First, perhaps a vet or rehaber in your area will see her and prescribe a medication. Some vets see wild animals for free.
In the meantime:
Keep her warm, possibly put a heating pad under a towel in the cage. Make sure she gets something internally to kill infection in the eye or it will get worse instead of better. If the dove lives out the week, and chances are good she will, I give her a high chance for survival. Doves and pigeons don't usually give up easily.
Keep that water sparkling clean, and put a shaving of garlic in it.


----------



## Charis (Feb 11, 2007)

Just to add that if the dove does indeed loose sight in that eye, you will not be able to release it. Also, if you do use a heating pad, be sure to set it no higher than low. Put it half under the kennel or cage so that if it gets too warm for the dove, he/she will be able to get away from the heat.


----------



## little bird (Aug 11, 2006)

*wild dove*

Just a word of warning ...just so you will be informed.....it is illegal to have a wild dove in your possession unless you are a licensed Rehabilator. That said..should anyone ask you...you found the bird ten minutes ago..OK??
If I found the bird I would do my best to help it also, rules be damned. However if you can get the bird to a rehabber, you probably should. Where are you located?


----------



## nature lover (Mar 13, 2008)

*wild dove with eye injury*

I am located in Toronto area. I have written the exam put forth by OWREN and the Ministry of Natural Resources to become a licenced rehabilitator. I should be getting my results soon- I'm sure that I passed. My husband and sister also wrote it as we want to open a rehabilitation centre just outside of Toronto. It is illegal to keep wildlife here and I am in contact with a lic. rehabber who is also giving me advice. The little one survived another night, I just finished cleaning the cage and arranged some pieces of nature inside (log- rock-branch) This is a very useful web-site-thanks for the info! If anyone asks "I just got the bird".


----------



## Pidgey (May 20, 2005)

Can you post a picture of the eye? It would be best to get the bird on a suitable antibiotic. If the swelling is "intraocular" (inside the orb of the eye), then the eye might need to be enucleated or eviscerated.
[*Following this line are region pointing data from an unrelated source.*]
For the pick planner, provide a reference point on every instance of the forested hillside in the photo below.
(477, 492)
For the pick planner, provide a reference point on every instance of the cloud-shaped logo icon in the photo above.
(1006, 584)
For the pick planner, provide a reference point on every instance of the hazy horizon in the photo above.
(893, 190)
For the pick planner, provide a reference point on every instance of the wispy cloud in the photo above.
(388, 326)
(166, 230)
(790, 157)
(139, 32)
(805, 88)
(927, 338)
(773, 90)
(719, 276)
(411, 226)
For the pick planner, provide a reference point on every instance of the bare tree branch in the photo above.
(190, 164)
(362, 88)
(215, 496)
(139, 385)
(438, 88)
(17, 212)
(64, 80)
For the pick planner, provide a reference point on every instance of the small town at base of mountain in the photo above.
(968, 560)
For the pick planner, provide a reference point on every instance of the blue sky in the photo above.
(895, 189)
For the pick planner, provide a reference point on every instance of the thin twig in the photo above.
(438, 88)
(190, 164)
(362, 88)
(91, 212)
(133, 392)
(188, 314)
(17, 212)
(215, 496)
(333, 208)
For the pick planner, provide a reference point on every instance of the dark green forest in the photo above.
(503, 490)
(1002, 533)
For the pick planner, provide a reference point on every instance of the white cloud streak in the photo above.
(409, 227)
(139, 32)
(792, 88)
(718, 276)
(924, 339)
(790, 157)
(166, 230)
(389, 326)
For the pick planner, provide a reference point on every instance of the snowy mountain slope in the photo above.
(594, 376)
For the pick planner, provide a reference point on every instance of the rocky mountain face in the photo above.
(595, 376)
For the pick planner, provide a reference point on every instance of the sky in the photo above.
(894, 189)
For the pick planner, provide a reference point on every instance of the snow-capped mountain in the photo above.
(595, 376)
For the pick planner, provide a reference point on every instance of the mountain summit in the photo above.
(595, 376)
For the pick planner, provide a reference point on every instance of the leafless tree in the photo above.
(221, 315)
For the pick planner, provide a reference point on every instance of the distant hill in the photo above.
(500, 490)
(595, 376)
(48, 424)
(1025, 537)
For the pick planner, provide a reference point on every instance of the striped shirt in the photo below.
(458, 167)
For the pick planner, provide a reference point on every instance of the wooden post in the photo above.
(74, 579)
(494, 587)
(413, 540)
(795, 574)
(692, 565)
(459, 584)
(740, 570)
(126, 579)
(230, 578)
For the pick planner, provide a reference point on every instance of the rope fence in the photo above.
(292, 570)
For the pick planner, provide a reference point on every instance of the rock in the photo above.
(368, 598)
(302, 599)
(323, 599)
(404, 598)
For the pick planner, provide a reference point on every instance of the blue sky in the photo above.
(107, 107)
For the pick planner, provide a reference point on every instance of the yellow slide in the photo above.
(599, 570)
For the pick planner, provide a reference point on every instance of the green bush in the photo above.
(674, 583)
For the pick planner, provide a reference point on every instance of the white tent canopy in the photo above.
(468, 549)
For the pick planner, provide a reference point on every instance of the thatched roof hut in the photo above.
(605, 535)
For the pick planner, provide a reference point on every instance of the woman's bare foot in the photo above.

If the swelling is periorbital, then he'll be a lot better off.

Can you post a picture of the bird?

Pidgey


----------



## Pidgey (May 20, 2005)

You might also go read this one:

http://www.pigeons.biz/forums/showthread.php?t=10825

...at least the first part, which would concern your case the most.

Pidgey


----------



## Charis (Feb 11, 2007)

nature lover said:


> I am located in Toronto area. I have written the exam put forth by OWREN and the Ministry of Natural Resources to become a licenced rehabilitator. I should be getting my results soon- I'm sure that I passed. My husband and sister also wrote it as we want to open a rehabilitation centre just outside of Toronto. It is illegal to keep wildlife here and I am in contact with a lic. rehabber who is also giving me advice. The little one survived another night, I just finished cleaning the cage and arranged some pieces of nature inside (log- rock-branch) This is a very useful web-site-thanks for the info! If anyone asks "I just got the bird".


That's great news...all of it.


----------